My page speed scores dropped considerably after moving to WordPress but it’s a sacrifice I’ll make for the convenience and interop of a dynamic site.
I got to wondering how high I could get my speed score on the old static site. I believe that watching any metric too closely is dangerous and can lead to all sorts of poor decisions. “Getting the numbers up” at all costs is an attitude best avoided.
Ignoring my own advice, I made a new, super-minimal Hugo theme just to see what effect it had on the speed tests. The theme is based on and is the simplest possible thing, within reason. I added minor styles to a couple of things just so it was ever-so-slightly easier to look at and read. Here it is.
It may have been a silly and unnecessary thing to do, but it worked. Here’s the new score…
If you think Schrodinger’s cat is weird, then…
Oxford Academic on Bell’s Theorem
“In doing so, it undermines the entire basis for ‘local realism’, proving that the world we see does not always exist separately from our perception of it.”
I know nothing about quantum mechanics, but how’s that for a terrifying statement?
Hate Mowing Your Lawn? Good! Don’t Do It - The Nib
Ted Steinberg and Shannon Wright:
It’s environmentally destructive and a huge waste of time. Let it go brown.
I would love to either not have a lawn or be able to completely ignore it. The compromise so far has been paying too much money for someone else to deal with it.

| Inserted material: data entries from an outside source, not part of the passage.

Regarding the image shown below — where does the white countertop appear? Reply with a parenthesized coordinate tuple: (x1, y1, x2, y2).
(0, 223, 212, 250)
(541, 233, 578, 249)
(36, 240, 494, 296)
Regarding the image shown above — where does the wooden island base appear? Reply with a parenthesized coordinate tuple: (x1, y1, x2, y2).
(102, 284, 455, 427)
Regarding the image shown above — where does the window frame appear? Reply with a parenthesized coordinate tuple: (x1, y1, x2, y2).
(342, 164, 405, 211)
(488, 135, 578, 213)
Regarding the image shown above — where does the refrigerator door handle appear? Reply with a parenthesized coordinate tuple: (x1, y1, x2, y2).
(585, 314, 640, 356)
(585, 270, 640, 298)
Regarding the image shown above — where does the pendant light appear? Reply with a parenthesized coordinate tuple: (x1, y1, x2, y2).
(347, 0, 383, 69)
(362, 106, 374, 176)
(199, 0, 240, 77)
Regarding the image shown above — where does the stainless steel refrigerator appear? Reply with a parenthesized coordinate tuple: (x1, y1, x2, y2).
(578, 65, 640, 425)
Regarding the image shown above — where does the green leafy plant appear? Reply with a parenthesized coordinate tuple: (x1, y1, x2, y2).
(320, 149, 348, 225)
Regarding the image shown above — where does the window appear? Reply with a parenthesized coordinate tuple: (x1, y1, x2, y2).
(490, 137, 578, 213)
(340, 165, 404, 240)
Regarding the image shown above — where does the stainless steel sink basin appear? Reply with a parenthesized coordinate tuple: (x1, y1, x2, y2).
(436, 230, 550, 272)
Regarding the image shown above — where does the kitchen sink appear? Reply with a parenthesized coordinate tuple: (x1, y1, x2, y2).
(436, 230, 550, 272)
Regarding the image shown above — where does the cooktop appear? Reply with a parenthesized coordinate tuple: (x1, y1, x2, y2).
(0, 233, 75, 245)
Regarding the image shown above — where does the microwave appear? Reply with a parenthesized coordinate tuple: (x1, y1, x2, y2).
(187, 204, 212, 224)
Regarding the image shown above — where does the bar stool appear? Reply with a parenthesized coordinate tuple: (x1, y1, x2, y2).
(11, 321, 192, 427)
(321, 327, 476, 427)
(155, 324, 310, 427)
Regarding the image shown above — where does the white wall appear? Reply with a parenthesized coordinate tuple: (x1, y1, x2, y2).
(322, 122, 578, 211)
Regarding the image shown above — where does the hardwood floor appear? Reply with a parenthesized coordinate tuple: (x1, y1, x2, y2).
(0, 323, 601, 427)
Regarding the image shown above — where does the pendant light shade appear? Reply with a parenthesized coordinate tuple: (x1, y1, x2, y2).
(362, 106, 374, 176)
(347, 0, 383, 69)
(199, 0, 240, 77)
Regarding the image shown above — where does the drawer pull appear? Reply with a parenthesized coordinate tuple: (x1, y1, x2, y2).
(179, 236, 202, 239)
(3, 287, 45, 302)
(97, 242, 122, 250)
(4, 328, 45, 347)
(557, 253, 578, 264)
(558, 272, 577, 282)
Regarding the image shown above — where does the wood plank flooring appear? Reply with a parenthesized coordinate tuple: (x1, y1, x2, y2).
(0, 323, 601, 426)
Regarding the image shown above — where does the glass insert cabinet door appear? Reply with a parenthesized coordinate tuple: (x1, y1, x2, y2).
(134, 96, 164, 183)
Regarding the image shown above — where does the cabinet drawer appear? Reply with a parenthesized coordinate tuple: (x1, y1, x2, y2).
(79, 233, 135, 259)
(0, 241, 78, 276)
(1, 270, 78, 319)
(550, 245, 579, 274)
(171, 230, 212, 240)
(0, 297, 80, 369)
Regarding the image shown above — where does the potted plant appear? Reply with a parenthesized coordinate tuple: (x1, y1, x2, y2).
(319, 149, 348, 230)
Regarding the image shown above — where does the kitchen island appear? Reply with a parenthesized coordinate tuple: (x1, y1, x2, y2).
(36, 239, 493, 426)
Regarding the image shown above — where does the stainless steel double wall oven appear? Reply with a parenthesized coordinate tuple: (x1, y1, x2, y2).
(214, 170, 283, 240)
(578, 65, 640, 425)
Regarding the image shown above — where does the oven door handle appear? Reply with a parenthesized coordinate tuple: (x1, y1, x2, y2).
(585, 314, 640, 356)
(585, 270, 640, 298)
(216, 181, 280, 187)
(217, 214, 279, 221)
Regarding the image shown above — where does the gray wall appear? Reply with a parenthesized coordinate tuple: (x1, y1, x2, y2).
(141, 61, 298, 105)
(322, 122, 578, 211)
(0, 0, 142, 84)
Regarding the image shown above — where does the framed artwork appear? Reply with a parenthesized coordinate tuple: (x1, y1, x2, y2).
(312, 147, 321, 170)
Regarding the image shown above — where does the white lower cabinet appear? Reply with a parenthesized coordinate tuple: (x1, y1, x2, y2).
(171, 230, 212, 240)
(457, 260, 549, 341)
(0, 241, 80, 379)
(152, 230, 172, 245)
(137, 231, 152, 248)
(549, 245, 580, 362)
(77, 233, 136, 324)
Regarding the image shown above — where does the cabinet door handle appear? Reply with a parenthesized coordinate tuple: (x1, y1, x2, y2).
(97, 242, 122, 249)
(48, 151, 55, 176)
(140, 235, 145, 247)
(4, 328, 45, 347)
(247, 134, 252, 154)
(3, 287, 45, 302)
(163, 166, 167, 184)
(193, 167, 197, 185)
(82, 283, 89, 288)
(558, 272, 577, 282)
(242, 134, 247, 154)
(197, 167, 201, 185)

Our obsession with having a perfect lawn and landscaping is ridiculous.
Having a brown lawn would be totally fine with me. Having the only brown lawn in the neighborhood is something I’m not prepared to tackle yet.
Back to the Apple Watch for a Week — The Brooks Review
Whereas, when I look at one of my traditional watches on my wrist, I get joy from looking at them
I wear my Apple Watch most days, but I do it begrudgingly. I like that it unlocks my computer. I like that it shows me the weather, and I like that sometimes it conveniently notifies me about important things. I don’t mind that it tracks my steps, event though I don’t get any real value from that.
Most of the time it’s nothing more than a tiny annoying iPhone on my wrist.
And I’ll never love it as much as I love my real, automatic watches.
Dave Winer on JSON Feed
“If developers have a hard time using XML in their apps, if that’s the problem, why not attack it right there? Work to make it easier. I work in Node and the browser, and in both places XML and JSON are equally easy to use. The same could be done for any environment. In fact in the browser, XML is integrated deeply into the programming model, because the web is made out of XML.”
I’m with Dave. Even though I’m sure it’ll make some developers happy, JSON feed feels like it’s solving a problem we don’t have.
UPDATE (2017-05-26): I hadn’t considered the idea that even though XML/RSS is pretty well-supported, parsing JSON is somehow more fun. That alone should spur some innovation or at least get people talking about feeds again. Maybe JSON Feed is solving a problem we didn’t know we had.
UPDATE (2017-05-30): It seems Dave is beginning to think along the same lines now.